The Teachers’ Retirement System on Wednesday released the following statement:
Today the Chicago Tribune ran a front-page story “Teachers’ $40 B pension hole.” The article is wildly misleading and serves no other purpose than to scare teachers into thinking that their retirement checks are in jeopardy.
Rest assured that TRS will have enough money to pay pensions this year and for many decades to come. TRS has carried an unfunded liability since 1953 and has always paid retired teachers on time. We have never missed a pension check.
The “hole” is the $39 billion unfunded portion of the System’s total liability of $77 billion. But what the Tribune did was confuse the “mortgage” with the “mortgage payment.” The mortgage is $77 billion, but it never has to be paid off at one point in time.
TRS, however, has always been able to meet the annual cost of pension and benefits – the mortgage payment. In fiscal year 2010 the cost of pensions and benefits was $3.9 billion and total revenue was $6.8 billion. TRS collected more than enough money to cover those expenditures and that’s what happens in most years.
The total liability never comes due because active teachers cannot collect their pensions.
The story says that Illinois teacher pensions “get higher benefits, on average, than government retirees in most pension plans.” The national average benefit is $30,642. The average TRS benefit is $40,798. While factually correct, it’s true in part because retired teachers don’t receive Social Security. Illinois teachers contribute more to their retirements than most teachers in other states. Plus, no one can consider $40,798 as an “extravagant” pension.

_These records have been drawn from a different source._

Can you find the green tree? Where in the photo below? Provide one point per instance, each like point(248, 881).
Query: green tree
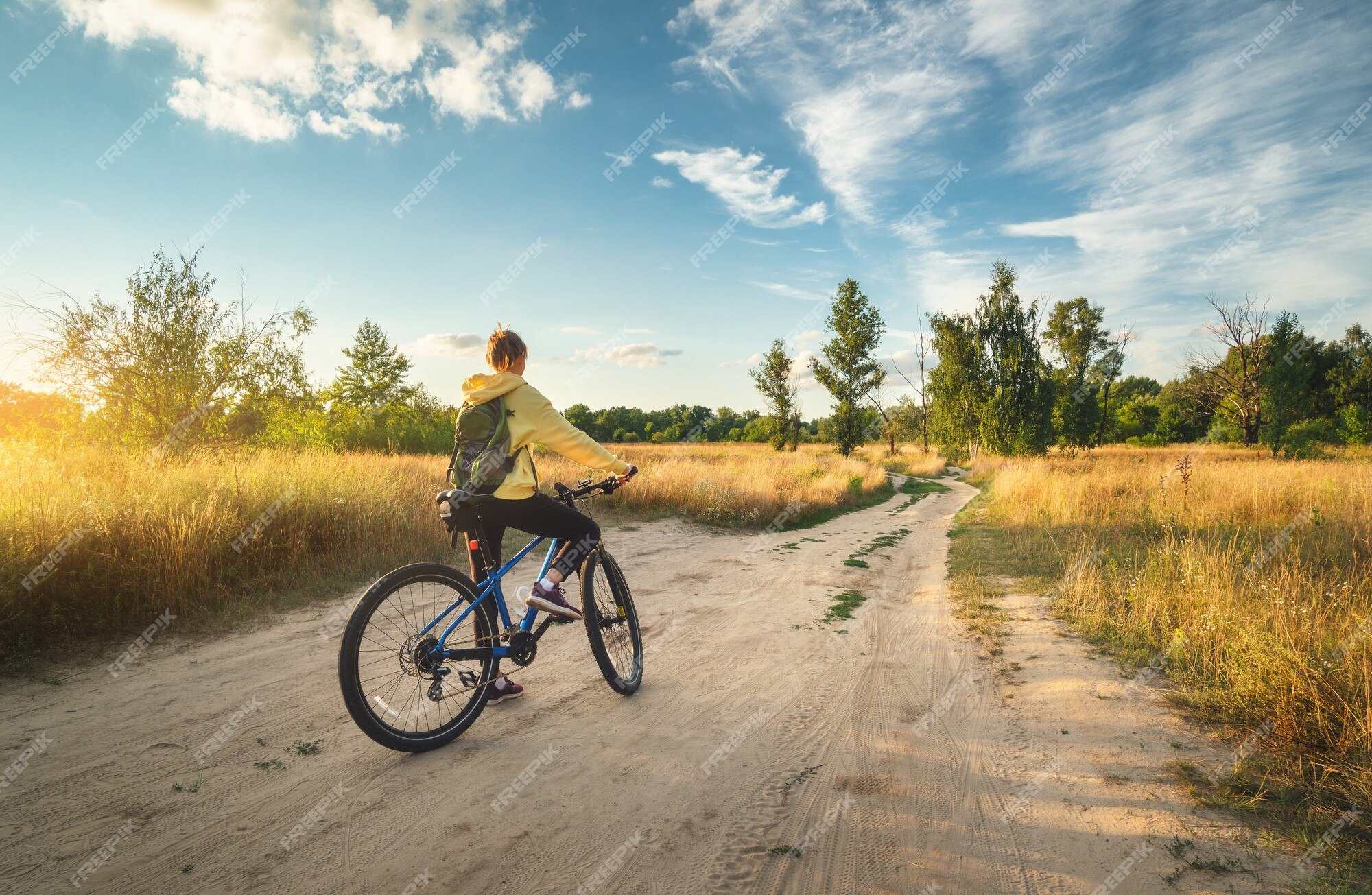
point(1286, 381)
point(377, 375)
point(171, 367)
point(780, 393)
point(850, 370)
point(957, 386)
point(1017, 418)
point(1078, 334)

The TRS unfunded liability was created by state officials who since the 1950s have decided not to give TRS all of the money required to cover current and future pension obligations. As a result, TRS has never been given the opportunity to function as it was designed to function.
A system that has been properly funded can expect to have investment earnings pay for 60 percent to 65 percent of benefits. It is estimated that the state has held back as much as $14 billion in funding from TRS over the years. Because TRS has not had this money to invest, the difference has to be made up with higher contributions from taxpayers.
Although TRS has exceeded its investment target over the last 25 years, investment income only pays for 49 percent of TRS benefits.